When I was beginning to feel human again, Tully got us up and walking. Step after step came and went, until Maddie called everyone, excepting Daisy and myself, murderers. It was a vaguely pleasant surprise to find myself outside that particular category, even if her claim was woefully misguided.

“If he wasn’t doin’ what he should’ve done days ago, I would get Vin,” I drawled, “but you really think Willow’s done anything bad? Sure, she killed Aron, but I been waiting for her to grow a backbone an’ do that since we met.”

“What do you mean?” the Head asked.

“Come on.” I looked around. Both Maddie and Vin met my eyes with mild confusion. “Really? A sound proof wagon? Can’t see into it?”

When Vin shut his eyes and clenched his teeth, I knew he’d got it.
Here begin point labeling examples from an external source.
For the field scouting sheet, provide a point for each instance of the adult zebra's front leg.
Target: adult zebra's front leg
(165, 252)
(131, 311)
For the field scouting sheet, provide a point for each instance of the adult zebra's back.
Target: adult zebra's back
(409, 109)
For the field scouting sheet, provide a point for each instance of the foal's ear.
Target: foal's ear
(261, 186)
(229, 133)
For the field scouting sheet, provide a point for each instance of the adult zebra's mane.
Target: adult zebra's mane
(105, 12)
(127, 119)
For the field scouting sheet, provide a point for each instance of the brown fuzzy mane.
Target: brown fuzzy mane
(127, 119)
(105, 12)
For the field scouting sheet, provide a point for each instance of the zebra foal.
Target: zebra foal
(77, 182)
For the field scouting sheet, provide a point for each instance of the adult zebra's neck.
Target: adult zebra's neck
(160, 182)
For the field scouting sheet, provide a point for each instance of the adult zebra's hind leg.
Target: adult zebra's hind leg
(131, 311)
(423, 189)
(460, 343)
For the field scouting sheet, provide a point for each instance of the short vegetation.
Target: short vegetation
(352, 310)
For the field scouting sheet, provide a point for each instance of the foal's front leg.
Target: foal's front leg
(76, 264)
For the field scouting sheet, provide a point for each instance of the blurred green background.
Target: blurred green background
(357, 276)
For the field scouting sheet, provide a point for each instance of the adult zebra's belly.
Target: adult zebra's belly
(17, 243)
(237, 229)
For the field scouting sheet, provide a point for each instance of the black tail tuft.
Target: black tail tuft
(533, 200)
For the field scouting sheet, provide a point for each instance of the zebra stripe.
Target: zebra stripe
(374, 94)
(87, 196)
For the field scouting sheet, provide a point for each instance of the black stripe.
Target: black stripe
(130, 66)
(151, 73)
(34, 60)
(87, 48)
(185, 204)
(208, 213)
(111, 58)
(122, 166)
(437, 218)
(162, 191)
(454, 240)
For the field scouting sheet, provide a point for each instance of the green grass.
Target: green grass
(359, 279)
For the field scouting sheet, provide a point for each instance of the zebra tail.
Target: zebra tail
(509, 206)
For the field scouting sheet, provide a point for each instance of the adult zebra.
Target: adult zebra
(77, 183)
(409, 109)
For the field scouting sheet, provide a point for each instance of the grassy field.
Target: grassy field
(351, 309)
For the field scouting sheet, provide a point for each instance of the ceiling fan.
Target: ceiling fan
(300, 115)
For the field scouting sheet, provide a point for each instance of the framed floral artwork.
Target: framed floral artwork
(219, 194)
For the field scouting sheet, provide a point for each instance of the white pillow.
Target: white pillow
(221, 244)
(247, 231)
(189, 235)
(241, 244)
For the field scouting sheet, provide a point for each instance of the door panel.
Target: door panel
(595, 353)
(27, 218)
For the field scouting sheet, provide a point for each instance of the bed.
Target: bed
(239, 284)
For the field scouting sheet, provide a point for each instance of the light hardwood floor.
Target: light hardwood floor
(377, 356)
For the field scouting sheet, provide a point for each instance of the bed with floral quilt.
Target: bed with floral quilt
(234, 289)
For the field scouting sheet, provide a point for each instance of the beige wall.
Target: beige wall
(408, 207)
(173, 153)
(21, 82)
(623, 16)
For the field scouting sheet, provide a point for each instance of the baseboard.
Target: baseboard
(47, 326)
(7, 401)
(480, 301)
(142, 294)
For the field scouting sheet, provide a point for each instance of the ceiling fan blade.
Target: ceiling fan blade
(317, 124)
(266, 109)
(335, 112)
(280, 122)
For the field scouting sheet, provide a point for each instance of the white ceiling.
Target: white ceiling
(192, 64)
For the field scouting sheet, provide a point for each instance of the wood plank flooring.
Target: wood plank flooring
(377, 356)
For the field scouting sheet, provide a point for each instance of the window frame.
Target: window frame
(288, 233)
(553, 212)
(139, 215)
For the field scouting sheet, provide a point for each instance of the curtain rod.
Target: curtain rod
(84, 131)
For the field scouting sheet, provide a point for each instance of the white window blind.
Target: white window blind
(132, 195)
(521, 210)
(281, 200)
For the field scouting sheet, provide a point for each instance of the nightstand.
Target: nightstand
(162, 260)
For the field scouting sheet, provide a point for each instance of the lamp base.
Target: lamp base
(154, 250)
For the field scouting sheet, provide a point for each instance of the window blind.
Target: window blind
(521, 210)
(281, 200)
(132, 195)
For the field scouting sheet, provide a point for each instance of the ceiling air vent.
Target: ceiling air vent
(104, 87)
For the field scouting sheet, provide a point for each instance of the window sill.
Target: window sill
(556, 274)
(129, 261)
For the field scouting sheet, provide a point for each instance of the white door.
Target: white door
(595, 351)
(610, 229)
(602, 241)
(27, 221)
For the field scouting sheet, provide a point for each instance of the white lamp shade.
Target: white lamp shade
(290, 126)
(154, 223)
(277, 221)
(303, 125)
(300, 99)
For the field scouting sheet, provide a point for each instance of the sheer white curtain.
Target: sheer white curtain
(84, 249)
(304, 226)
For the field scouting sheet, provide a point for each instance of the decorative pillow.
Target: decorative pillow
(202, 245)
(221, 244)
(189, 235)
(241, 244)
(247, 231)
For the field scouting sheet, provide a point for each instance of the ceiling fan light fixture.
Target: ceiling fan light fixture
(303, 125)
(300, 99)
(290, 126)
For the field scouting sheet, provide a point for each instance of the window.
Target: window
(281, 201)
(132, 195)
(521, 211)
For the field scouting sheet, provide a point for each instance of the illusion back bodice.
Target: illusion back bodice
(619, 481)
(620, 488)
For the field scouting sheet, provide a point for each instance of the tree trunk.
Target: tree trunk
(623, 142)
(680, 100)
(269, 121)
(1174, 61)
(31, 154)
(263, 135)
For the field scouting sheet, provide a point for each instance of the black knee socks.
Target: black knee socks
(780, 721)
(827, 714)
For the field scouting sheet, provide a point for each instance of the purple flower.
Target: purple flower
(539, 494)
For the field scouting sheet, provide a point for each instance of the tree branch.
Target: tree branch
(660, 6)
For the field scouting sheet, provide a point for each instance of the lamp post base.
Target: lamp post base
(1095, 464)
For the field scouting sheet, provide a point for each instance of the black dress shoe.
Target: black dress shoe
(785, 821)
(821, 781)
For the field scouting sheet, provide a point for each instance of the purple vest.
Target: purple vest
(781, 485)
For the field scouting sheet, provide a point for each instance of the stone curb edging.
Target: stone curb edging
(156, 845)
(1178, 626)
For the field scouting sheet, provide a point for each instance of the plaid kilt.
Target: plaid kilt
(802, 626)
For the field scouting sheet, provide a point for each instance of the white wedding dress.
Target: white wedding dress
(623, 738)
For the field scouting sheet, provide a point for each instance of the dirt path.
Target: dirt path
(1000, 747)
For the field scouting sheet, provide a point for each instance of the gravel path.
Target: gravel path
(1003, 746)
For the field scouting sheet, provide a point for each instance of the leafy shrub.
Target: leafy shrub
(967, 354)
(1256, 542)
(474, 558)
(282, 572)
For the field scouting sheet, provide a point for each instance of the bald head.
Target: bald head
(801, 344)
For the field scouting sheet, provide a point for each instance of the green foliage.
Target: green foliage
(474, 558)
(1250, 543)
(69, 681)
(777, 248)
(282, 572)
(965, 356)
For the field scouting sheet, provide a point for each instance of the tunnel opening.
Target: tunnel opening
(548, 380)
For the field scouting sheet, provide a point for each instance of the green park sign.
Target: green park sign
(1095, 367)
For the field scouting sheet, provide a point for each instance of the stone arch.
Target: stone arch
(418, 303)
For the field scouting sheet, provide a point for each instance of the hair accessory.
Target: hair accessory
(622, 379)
The young woman took longer.

“Quiet kid.” I waited for comprehension. None came. “Lady’s bruises? They jus’ flew onto her?”

She blinked. “You’re saying- “

I trudged forward. “Didn’t think it had t’be said.”

“And, and…” Disbelief coloured her expression. “You didn’t do anything?”

“Look: that’s her life. She dug the damn hole. She wants to sit in it: that’s her choice. She too weak to get out? That’s her failing.”

A sharp blade of the prairies grass slid through my trousers and across my shin. I swore, and squatted down to grasp at my wounded leg. Maddie shook her head, and accelerated her walk through the fields of tallgrass. After checking to make sure I wasn’t bleeding to death, Vin patted me on the shoulder and followed.

Alone, I ran through my words again. “That’s her failing,” I hissed forcefully. “Her failing. Her damn failing.”

I said it, and found I’d repeated the phrase so often it’d lost all meaning.